RE: Query string cacheability from Eric Lawrence on 2010-05-21 (ietf-http-wg@w3.org from April to June 2010)

From: Eric Lawrence <ericlaw@exchange.microsoft.com>
Date: Fri, 21 May 2010 22:04:50 +0000
To: Mark Nottingham <mnot@mnot.net>, Roy Fielding <roy.fielding@day.com>
CC: "Julian F. Reschke" <julian.reschke@gmx.de>, HTTP Working Group <ietf-http-wg@w3.org>
Message-ID: <479CAD406474484E8FA0E39E694732C00864CF@DF-M14-03.exchange.corp.microsoft.com>
My test case entails JS, CSS, and IMAGE resources whose references are directly into the HTML. I wouldn't be surprised at all to learn that some browsers have different behavior for XHR. It's worth noting that I only checked the Windows versions of the browsers mentioned.

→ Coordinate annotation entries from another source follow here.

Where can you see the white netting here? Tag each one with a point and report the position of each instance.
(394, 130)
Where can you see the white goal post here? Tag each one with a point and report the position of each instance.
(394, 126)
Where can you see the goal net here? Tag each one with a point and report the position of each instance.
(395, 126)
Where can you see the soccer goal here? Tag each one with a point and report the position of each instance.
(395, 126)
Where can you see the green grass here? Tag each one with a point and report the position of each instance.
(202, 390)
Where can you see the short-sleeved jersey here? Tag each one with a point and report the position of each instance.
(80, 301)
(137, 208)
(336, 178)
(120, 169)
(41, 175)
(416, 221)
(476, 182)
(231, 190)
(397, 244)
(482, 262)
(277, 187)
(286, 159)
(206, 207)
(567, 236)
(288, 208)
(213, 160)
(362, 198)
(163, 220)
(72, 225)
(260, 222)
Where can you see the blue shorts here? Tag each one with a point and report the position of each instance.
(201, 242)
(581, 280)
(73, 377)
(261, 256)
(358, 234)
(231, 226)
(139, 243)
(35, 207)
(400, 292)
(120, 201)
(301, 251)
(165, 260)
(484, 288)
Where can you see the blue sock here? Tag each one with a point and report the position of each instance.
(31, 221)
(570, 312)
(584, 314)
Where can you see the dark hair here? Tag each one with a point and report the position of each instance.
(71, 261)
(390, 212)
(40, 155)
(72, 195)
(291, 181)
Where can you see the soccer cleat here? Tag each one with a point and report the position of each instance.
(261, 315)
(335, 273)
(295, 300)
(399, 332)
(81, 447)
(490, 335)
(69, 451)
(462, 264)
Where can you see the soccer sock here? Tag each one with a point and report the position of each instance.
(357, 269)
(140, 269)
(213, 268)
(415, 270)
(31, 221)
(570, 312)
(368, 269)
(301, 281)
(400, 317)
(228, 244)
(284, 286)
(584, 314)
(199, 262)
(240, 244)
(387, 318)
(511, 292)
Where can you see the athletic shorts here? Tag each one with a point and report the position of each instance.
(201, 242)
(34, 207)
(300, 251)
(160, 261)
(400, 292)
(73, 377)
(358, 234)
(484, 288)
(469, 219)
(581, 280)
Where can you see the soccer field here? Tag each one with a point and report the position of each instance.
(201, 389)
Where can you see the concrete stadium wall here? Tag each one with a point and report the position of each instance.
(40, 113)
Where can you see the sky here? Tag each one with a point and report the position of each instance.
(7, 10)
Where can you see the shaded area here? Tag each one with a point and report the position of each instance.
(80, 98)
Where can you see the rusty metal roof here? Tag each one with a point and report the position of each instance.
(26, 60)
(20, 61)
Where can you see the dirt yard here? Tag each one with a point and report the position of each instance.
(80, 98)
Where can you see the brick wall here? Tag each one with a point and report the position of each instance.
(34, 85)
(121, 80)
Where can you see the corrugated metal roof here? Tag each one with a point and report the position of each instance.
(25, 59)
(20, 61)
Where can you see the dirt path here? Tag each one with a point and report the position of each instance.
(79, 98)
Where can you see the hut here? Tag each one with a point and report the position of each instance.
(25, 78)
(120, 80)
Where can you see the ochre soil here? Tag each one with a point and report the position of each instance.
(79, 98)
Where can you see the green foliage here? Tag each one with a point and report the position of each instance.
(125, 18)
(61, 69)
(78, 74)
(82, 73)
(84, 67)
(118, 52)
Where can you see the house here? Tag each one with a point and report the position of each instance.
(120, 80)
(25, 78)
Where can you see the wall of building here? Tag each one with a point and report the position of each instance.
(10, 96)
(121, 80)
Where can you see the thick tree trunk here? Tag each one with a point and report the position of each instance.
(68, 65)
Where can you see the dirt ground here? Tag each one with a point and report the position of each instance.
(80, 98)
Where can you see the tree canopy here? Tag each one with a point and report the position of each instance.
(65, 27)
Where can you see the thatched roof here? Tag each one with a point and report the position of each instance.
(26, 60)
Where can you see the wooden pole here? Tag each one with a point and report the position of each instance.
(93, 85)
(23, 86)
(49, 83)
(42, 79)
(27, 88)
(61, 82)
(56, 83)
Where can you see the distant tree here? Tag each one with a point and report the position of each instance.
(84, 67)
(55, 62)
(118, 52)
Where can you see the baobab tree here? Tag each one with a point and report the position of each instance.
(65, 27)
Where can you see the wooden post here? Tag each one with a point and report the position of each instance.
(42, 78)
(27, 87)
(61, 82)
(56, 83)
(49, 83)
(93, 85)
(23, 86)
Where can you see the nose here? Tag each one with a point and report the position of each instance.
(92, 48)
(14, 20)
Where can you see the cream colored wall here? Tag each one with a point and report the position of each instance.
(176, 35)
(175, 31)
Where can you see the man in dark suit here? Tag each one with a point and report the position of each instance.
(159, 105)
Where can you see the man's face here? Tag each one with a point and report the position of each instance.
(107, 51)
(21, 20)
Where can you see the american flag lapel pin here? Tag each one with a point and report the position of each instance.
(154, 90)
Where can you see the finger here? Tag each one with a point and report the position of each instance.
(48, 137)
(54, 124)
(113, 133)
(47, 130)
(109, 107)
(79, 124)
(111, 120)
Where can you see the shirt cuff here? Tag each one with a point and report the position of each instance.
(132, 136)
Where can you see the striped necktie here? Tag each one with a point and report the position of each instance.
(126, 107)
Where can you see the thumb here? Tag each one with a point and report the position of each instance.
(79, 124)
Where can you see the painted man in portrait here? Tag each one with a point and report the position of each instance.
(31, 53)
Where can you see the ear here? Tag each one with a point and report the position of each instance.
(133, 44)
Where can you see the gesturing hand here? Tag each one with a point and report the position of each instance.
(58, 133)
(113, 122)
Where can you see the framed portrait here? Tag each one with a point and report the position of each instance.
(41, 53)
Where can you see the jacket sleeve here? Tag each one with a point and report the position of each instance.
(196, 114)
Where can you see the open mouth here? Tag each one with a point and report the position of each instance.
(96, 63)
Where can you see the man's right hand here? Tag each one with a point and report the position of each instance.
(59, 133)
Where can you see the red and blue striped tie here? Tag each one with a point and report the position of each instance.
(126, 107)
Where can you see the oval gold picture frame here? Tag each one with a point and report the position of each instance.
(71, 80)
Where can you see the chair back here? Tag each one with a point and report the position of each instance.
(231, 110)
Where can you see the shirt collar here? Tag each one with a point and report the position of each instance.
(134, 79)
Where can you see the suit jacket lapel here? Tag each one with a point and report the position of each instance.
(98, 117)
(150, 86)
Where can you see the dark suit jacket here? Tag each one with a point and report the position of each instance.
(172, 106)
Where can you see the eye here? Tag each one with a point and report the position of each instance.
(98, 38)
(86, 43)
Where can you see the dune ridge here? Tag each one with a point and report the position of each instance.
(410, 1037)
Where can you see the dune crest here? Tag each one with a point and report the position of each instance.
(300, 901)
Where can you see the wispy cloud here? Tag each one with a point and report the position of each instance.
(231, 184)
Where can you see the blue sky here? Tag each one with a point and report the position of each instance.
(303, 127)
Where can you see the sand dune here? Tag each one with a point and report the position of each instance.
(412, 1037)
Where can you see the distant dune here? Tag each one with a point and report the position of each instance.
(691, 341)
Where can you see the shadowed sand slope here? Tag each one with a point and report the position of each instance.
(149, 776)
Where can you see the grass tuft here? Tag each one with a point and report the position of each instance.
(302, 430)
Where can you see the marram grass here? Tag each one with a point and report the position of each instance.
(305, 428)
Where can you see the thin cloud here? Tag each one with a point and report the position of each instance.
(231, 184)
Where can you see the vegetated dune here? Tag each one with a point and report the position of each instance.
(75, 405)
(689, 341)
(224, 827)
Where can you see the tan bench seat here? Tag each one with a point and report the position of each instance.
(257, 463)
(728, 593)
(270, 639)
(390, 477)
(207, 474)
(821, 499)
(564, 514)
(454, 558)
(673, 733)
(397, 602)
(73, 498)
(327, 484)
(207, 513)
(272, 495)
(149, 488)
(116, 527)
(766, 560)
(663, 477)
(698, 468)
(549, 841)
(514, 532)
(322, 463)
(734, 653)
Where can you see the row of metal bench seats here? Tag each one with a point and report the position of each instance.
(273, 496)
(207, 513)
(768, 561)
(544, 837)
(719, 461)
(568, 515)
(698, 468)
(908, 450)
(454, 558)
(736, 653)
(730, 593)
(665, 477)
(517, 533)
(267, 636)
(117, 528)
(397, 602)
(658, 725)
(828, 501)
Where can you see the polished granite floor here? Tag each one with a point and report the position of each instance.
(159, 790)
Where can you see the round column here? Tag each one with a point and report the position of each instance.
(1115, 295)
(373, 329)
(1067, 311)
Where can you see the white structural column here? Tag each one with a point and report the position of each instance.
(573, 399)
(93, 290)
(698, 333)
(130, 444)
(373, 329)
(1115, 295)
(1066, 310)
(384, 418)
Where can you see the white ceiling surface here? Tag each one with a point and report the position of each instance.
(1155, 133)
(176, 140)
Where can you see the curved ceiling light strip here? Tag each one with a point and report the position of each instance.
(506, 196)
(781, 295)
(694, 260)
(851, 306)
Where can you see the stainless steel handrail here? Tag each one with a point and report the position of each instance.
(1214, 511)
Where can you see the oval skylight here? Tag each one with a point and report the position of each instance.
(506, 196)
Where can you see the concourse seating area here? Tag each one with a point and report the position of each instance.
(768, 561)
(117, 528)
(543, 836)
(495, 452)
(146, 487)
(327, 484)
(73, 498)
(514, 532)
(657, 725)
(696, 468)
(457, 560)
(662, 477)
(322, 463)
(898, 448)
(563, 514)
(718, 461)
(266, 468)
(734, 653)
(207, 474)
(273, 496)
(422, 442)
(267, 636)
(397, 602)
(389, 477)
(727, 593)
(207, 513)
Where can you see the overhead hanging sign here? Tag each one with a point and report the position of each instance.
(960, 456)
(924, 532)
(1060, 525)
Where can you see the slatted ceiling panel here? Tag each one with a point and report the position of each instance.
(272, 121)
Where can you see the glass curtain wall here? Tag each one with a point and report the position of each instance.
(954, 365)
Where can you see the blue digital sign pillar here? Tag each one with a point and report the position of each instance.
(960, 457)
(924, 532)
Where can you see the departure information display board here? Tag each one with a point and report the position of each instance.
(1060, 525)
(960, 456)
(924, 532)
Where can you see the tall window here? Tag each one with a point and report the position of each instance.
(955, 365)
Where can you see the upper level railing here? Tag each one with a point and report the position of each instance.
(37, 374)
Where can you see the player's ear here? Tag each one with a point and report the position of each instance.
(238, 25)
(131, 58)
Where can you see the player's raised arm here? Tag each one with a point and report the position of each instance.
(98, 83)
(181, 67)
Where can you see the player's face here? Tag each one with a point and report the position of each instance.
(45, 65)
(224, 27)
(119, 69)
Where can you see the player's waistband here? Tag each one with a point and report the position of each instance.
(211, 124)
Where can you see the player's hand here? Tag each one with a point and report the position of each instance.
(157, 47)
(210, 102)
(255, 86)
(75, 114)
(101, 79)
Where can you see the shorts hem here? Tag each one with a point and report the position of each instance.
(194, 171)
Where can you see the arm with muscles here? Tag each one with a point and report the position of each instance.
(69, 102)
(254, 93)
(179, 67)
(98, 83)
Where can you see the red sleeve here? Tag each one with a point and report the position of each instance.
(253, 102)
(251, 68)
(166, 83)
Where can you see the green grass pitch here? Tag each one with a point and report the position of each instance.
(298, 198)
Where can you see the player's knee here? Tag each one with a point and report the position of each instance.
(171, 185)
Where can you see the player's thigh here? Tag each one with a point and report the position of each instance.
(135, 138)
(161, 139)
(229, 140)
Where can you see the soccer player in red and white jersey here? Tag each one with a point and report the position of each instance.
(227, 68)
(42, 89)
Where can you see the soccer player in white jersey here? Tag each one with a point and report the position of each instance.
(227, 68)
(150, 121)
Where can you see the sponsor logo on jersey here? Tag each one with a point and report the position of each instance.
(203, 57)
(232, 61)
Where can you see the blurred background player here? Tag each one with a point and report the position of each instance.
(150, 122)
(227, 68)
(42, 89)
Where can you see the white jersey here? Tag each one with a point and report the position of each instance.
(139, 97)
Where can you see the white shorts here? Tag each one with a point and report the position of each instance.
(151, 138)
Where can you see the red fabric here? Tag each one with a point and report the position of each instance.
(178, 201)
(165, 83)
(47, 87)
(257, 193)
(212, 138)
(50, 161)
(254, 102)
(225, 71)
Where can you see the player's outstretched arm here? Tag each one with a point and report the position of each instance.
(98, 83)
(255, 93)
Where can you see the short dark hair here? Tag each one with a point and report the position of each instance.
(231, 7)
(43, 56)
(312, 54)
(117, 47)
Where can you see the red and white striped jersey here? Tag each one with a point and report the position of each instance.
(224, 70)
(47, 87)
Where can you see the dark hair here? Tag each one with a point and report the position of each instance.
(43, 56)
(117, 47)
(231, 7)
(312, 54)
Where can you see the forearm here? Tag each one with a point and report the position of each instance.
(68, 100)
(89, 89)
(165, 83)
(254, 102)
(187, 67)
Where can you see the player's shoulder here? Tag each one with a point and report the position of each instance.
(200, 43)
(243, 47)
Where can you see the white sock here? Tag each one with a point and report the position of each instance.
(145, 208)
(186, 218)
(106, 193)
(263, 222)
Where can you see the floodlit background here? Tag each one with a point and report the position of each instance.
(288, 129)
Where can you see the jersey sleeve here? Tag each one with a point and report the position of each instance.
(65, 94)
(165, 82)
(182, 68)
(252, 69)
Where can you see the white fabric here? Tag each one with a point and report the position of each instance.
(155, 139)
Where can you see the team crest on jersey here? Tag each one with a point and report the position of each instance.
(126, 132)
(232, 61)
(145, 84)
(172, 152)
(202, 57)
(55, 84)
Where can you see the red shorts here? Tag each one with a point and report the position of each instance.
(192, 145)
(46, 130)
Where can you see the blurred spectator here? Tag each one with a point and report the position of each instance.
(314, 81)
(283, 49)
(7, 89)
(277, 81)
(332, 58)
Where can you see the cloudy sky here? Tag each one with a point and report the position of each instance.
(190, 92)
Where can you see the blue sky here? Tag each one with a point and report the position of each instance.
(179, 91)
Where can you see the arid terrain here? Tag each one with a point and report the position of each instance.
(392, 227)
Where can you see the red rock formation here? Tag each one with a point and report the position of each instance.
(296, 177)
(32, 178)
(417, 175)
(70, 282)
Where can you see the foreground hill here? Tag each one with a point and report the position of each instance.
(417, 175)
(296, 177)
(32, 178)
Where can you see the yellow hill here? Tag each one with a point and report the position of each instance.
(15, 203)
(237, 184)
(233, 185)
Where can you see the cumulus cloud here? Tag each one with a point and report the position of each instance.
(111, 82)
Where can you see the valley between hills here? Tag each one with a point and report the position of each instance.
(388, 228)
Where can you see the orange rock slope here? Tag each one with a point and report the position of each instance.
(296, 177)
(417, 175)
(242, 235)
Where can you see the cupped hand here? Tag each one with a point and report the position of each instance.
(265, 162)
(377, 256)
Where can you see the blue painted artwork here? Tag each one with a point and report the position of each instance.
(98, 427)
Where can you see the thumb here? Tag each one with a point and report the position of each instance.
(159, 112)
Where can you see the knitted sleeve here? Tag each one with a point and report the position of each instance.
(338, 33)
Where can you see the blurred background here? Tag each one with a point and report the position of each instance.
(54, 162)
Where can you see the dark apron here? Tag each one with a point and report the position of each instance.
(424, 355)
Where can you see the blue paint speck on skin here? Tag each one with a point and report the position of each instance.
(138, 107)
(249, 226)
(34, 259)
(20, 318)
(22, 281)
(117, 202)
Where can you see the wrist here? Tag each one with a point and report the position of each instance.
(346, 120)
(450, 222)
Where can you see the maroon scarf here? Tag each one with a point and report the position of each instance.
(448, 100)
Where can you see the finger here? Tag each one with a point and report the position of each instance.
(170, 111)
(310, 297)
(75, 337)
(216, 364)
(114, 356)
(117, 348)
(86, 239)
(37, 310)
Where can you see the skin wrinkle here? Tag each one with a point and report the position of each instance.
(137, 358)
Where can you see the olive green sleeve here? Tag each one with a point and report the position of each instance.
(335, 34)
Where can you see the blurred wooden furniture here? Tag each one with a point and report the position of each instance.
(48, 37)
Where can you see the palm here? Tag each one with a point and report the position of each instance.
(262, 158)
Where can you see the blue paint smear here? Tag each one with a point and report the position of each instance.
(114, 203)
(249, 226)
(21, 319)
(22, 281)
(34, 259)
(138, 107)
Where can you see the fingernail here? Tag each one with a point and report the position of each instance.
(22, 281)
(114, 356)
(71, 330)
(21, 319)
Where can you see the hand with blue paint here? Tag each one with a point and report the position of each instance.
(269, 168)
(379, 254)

Unfortunately, my test case might not be easily accessible to non-Windows users, as it's built as a Meddler Script. Meddler (www.fiddler2.com/meddler/) is a trivial little program which allows you to package a web site repro into a single file (the sort of thing that I'd imagine most folks would do in Perl). 

The test script is here: www.debugtheweb.com/dl/heuristicexpiration.ms. Basically, you need only load the script in Meddler, then visit http://127.0.0.1:8088/lm/ and then watch your HTTP traffic.

As to the question of whether anything will "break" without this requirement: I agree that for the browser world the answer is "probably not", largely because the majority of clients never implemented it. 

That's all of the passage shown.